Tragic Toy Story

Today is (un) interesting fact day.

When Wonderboy was 3 years old I bought him the above disgusting toy…it was either that or he would be pulling the legs off things (usually ladybirds, but he wasn’t fussy) for the rest of his life and that could have had serious consequences in the area of his love life.

No amount of pulling would dismantle Stretch Armstrong….that was the advertising slogan…

Soon after Wonderboy’s birthday, his half brother (yes it’s all very complicated) visited us and between them both they decided to grab an arm and a leg each and see if they could stretch one half of Mr Armstrong’s body all the way into another room…a span of about 8 feet from where they currently sat… they succeeded, but when I examined the toy a little later I noticed a yellow tinged oil seeping from an opening on Mr Armstrong’s arm.

I interrogated my son.

“Have you eaten any of this ‘stuff’?”, I shreiked.

“Gross, Mum, course not!”, was the reply.

“Are you sure!”, I demanded.

“Yes, mum, your freaking me out!”, he said in that tearful little voice routine that has me worrying that I’m a complete FREAK of a mother at times of tragedy and impending doom.

“Ok”….I mumbled, “Well, so much for Mr Stretchy here….If a 3 year old and an, um, er, 14 year old can cause this kind of external damage, then I want my money back!”

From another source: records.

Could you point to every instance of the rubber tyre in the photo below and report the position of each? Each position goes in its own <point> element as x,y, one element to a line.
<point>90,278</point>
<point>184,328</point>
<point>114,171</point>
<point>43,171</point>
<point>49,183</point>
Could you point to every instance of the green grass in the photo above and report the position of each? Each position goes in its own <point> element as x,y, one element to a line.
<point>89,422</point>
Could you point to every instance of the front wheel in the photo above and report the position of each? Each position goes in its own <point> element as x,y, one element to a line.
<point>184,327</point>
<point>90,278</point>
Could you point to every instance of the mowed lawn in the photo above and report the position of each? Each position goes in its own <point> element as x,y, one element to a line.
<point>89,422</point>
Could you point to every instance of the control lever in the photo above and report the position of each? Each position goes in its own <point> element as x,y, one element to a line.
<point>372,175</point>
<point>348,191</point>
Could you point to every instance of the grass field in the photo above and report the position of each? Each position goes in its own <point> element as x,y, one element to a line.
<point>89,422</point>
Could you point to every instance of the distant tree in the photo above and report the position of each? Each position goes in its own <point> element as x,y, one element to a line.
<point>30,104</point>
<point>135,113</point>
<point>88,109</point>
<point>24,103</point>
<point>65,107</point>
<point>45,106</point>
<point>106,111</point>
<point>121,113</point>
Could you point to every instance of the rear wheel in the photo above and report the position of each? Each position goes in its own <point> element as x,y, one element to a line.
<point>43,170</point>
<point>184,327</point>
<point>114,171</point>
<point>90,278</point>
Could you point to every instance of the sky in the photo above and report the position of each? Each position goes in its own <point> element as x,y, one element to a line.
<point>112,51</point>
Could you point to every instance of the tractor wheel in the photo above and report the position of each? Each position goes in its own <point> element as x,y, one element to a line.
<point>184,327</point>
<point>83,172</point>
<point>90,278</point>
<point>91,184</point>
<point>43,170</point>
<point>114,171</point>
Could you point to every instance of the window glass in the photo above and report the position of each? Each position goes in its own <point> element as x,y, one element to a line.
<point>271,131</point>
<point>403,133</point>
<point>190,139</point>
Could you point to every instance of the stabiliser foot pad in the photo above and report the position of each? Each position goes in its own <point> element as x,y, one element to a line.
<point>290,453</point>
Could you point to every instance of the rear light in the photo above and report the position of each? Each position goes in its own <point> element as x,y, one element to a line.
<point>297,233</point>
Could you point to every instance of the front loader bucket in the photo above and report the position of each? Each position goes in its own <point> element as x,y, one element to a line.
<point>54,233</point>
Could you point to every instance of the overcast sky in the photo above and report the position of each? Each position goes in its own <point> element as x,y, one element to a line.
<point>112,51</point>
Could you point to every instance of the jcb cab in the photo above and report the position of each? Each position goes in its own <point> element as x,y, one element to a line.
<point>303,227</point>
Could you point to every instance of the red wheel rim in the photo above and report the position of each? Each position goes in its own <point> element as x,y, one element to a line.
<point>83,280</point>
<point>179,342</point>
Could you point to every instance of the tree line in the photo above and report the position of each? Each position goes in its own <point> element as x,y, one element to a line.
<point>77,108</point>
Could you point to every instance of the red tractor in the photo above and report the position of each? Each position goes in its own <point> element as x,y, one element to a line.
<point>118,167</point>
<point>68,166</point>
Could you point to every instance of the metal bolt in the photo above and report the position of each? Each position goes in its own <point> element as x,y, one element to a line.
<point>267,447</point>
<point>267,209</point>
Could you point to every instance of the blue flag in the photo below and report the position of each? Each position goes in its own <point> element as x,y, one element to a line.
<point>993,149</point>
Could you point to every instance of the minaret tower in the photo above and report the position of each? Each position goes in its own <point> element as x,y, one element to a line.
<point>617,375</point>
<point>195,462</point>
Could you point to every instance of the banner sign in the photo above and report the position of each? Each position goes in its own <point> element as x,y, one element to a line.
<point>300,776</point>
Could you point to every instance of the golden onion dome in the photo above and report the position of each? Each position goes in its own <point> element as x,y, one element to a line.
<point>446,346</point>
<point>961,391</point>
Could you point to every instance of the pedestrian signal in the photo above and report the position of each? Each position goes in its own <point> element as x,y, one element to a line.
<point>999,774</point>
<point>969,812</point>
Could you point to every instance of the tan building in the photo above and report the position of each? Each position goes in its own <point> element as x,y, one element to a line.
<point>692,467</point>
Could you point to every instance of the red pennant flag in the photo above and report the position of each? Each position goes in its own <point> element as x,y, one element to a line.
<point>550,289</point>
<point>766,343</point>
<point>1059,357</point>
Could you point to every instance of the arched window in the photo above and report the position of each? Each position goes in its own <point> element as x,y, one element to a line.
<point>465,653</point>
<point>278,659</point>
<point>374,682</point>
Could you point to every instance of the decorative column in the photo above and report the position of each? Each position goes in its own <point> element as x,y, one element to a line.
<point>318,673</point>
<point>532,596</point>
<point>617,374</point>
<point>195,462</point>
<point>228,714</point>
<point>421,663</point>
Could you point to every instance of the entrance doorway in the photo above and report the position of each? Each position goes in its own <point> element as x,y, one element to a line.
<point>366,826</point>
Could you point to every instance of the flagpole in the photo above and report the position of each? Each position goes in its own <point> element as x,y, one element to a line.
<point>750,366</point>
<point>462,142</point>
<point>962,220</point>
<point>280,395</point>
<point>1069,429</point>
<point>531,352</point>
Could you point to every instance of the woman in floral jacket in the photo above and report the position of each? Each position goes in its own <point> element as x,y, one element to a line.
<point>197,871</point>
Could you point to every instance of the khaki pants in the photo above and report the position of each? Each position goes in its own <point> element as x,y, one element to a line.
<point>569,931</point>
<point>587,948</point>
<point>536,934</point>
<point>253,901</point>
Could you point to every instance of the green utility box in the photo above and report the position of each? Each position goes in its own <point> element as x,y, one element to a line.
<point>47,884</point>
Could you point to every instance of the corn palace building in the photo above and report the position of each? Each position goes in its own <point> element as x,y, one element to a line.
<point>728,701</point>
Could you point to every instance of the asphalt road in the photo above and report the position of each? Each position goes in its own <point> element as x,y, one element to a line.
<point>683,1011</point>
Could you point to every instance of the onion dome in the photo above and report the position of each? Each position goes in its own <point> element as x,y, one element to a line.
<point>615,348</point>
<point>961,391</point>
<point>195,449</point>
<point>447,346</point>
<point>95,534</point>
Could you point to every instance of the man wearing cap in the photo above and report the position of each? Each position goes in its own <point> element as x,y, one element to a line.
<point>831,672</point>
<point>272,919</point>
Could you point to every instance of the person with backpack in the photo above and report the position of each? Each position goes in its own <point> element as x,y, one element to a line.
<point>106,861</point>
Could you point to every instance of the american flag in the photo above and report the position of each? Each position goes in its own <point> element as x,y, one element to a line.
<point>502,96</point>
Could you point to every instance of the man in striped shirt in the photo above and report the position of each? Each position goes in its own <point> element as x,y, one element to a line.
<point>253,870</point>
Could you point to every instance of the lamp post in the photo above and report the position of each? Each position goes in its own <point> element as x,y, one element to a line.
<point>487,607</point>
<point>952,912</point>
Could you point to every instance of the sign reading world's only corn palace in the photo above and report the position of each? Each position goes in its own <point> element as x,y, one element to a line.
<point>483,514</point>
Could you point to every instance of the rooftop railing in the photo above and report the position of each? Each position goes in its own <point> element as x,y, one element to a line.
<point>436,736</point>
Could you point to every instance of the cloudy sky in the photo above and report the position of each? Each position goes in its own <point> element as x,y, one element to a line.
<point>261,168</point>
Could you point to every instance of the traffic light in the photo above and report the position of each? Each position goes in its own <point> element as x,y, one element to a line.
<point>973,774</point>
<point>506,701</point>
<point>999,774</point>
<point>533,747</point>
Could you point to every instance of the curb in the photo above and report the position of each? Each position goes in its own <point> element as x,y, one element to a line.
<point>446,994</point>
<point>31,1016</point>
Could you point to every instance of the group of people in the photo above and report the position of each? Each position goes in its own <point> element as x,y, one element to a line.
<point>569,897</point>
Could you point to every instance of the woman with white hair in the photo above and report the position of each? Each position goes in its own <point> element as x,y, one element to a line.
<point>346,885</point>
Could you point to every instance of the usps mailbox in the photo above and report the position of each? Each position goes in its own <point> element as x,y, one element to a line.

I wrote to Hasbro or whoever it was or is, who manufactures MR. Armstrong. I subsequently informed them that I was horrified (yes, I think I bolded that particular word) that my son had been exposed to this possibly hazardous seeping liquid. I wanted a breakdown of the contents of Mr A’s body forthwith and sharpish at that!

I got a reply after a couple of weeks (they know how to make a person sweat, don’t they?). The manufacturer advised me to toddle along to the toy store from which it was purchased and demand a refund (well, I wasn’t planning on keeping it was I ?). They also assured me that my son could well have eaten the substance in Mr A’s body and had no harm done to him due to it being a ‘harmless form of corn oil’.

Like I gave a crap what they thought would or would not harm my 3 year old son.

Anyway, the fact of the matter is that I got my money back, decided that all commercial toy advertising was a big lie and henceforth told the children my version of the truth about each of the toys that would appear on the telly on the long run up to Christmas (that’s another rant – 5 months of toy advertising really is sickening!).

My version would go something like this;

“Yeah, it looks good but that is made with really cheap plastic, the minute you start kissing and hugging that dolly it’s face will melt from your body heat and you are going to have such a nightmare if you wake up with it stuck to you in the middle of the night”

and the response usually went something like this;

“But Mum, I don’t care, I still want one!”

Well, that didn’t work and nothing has since, other than brutal honesty. I’m not ashamed to say “I can’t afford to buy you that”.

So now, if I see a really nasty, tacky, fragile looking toy that looks like it was made to coax young children into pestering their fraught mothers into buying the overpriced, hyped up piece of garbage…I just tell them it cost’s more than I can afford to pay, even if it’s a fraction of the price that I am prepared to spend.